Cuando murió, fue sepultado en el bosque de los Plátanos, junto a los templos de Heracles y de los Dióscuros, los semidioses espartanos que él había cantado en sus poemas. Los antiguos conocían seis libros de poesías de Alcmán; nosotros conservamos unos pocos fragmentos (v. Odas), uno sólo de los cuales es muy extenso.
Había escrito peanes, himnos, hiporquemos, escolios, poemas eróticos. Pero los más célebres eran los patemios, cantos destinados a ser cantados por coros de vírgenes: constituían una variedad de los prosodios (cantos de las procesiones).
En este autor encontramos por primera vez la división en estrofas, que se convertirá en regla constante de la lírica coral griega; más tarde, Estesícoro dividirá los coros en estrofas, antistrofas y épodos. Todos los elementos del canto coral se encuentran ya en Alcmán: los poetas posteriores adoptarán formas más severas, una estilización más elevada, pero carecerán del abandono y la gracia de Alcmán En los fragmentos aparecen frecuentemente rasgos jocosos.
La chanza es a menudo ligera y posee encanto poético. Según una antigua leyenda, los hombres habrían explicado el origen de la música por la imitación del canto de los pájaros. Alcmán se aplicaba a sí mismo la leyenda: «Yo conozco el canto de todos los pájaros», asegura en un fragmento suyo.
Y concluye uno de sus poemas con este originalísimo «sello», ingenuo y admirable a un tiempo: «Alcmán compuso estos versos y esta música imitando el canto de las perdices». Pero el poeta, además de gracia, posee vigor.
En un fragmento, espléndido por su plasticidad, aparece la imagen de la Bacante (o de Artemis) que ordeña, en la cumbre de las montañas, la leche de las leonas en un gran vaso de oro. En otro fragmento, el poeta contempla con ojos admirados la infinita quietud nocturna, que envuelve en el silencio a los seres animados y las cosas inanimadas: «Duermen las cimas de los montes y los valles y los barrancos y los abismos, y cuantas especies de animales nutre la negra tierra, y las fieras de las montañas y la raza de las abejas y los monstruos en las profundidades del violáceo mar; duermen las castas de pájaros de largas alas».

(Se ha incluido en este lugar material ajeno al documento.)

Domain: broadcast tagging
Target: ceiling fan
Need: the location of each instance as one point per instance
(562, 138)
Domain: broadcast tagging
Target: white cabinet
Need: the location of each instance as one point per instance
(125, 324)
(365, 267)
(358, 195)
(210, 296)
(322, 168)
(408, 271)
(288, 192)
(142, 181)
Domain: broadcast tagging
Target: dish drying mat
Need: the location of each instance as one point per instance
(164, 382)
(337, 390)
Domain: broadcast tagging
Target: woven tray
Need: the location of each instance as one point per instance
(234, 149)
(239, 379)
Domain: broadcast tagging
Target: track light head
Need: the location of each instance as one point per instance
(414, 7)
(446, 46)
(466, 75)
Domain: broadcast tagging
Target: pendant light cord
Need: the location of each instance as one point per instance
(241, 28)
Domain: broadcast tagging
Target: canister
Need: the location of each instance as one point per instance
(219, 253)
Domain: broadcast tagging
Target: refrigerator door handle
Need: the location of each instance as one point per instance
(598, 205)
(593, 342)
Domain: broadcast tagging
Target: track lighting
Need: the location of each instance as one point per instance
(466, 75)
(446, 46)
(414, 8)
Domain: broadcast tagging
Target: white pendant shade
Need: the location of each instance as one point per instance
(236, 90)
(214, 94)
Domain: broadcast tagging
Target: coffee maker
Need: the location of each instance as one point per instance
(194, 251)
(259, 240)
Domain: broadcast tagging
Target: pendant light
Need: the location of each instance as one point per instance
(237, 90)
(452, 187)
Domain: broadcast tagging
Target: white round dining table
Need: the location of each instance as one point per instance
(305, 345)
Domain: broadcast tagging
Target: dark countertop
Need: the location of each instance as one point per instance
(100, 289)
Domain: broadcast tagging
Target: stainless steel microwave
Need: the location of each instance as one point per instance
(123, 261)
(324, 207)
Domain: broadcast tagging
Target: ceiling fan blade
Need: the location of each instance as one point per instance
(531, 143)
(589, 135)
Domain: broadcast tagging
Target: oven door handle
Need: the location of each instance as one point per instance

Esta representación de la naturaleza dormida será imitada, pero no superada, por los más grandes poetas del mundo: por Virgilio, por Ariosto, por Goethe. En otro fragmento, el poeta, viejo y cansado, siente que los miembros ya no le sostienen para la danza, y, volviéndose a las doncellas del coro, les dice que desea ser el cerillo que vuela sobre las ondas en compañía de los alciones: «No me rigen ya los miembros, doncellas de voz sonora, de canto de miel, ¡Oh, si yo fuera el cerillo, que vuela a flor de agua con los alciones, con el corazón sin temor, sagrado pájaro de color marino!».
Se advierte aquí la embriaguez del vuelo, la alegría de sacudir todo peso terrenal para confiarse a la libre serenidad de los aires. Por sí solo, eso podría representar la poesía de Alcmán: luminosa y aérea ligereza, vigorosa fantasía, gracia serena y delicada.